Have you ever consummated your marriage with Helga?”
He had anticipated my lunge at him, and he backed away rapidly. “Do not misunderstand me,” he said. “Helga’s extreme aversion to physical contact is obvious. If it is total, there are New York specialists who can probably help her. I have influence there.”
I looked down at my hands as they held the binoculars. They were trembling. “It is—
total,” I said.
“You knew that—and yet you married her. Why?”
“Why did you marry
your
wife, knowing you would be cuckolded?” I was lashing out, not expecting an answer.
“Did she tell you it was for her skin?” His voice was weary, and he was turning away as he spoke. “I’m sure she did. Well, I will tell you. I married Shirley—because she wanted me to.”
Then I was standing alone in the deepening darkness. Shirley Martindale had warned me, back in New York. He was like a child, curious about everything. Including me, including Helga, including me and Helga.

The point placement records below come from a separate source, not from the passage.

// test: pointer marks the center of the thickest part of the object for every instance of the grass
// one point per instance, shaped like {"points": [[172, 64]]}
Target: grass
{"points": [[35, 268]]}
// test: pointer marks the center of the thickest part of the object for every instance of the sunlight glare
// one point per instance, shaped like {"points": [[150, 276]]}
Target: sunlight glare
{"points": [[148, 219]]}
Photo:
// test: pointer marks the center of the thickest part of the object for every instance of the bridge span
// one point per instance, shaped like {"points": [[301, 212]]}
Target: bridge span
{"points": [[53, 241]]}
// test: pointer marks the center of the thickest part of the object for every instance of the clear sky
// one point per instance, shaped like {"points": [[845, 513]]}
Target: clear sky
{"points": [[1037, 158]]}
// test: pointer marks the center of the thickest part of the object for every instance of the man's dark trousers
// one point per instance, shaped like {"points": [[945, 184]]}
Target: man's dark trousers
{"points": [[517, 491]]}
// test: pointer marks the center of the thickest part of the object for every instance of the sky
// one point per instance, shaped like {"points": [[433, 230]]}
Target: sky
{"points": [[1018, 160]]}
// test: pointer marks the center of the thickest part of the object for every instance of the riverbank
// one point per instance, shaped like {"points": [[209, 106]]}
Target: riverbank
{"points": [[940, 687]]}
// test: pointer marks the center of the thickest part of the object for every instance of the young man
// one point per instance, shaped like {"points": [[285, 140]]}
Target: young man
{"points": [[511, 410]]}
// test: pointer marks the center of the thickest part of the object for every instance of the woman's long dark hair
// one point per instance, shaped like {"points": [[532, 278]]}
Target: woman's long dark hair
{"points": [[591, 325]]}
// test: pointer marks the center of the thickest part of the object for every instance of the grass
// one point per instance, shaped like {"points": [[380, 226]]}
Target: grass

Damn you, John Martindale.
I looked at the bare hillside, and prayed that Trapalanda would somehow swallow him whole. Then I would never again have to endure that insidious, probing voice, asking the unanswerable.
The plane had landed on the only level piece of ground in miles. Our destination was a mile and a half away, but it was across some formidable territory. We would have to descend a steep scree, cross a quarter mile of boulders until we came to a fast-moving stream, and follow that watercourse upward, until we were in the middle of the waterfalls themselves.
The plain of boulders showed the translucent sheen of a thin ice coating. The journey could not be done in poor light. We would wait until morning, and leave promptly at ten.
Helga and I went to bed early, leaving Martindale with his calculations and Owen Davies with his
usquebaugh australis.
At a pinch the aircraft would sleep four, but Helga and I slept outside in a small reinforced tent brought along for the purpose. The floor area was five feet by seven. We had pitched the tent in the lee of the aircraft, where the howl of the wind was muted. I listened to Helga’s breathing, and knew after half an hour that she was still awake.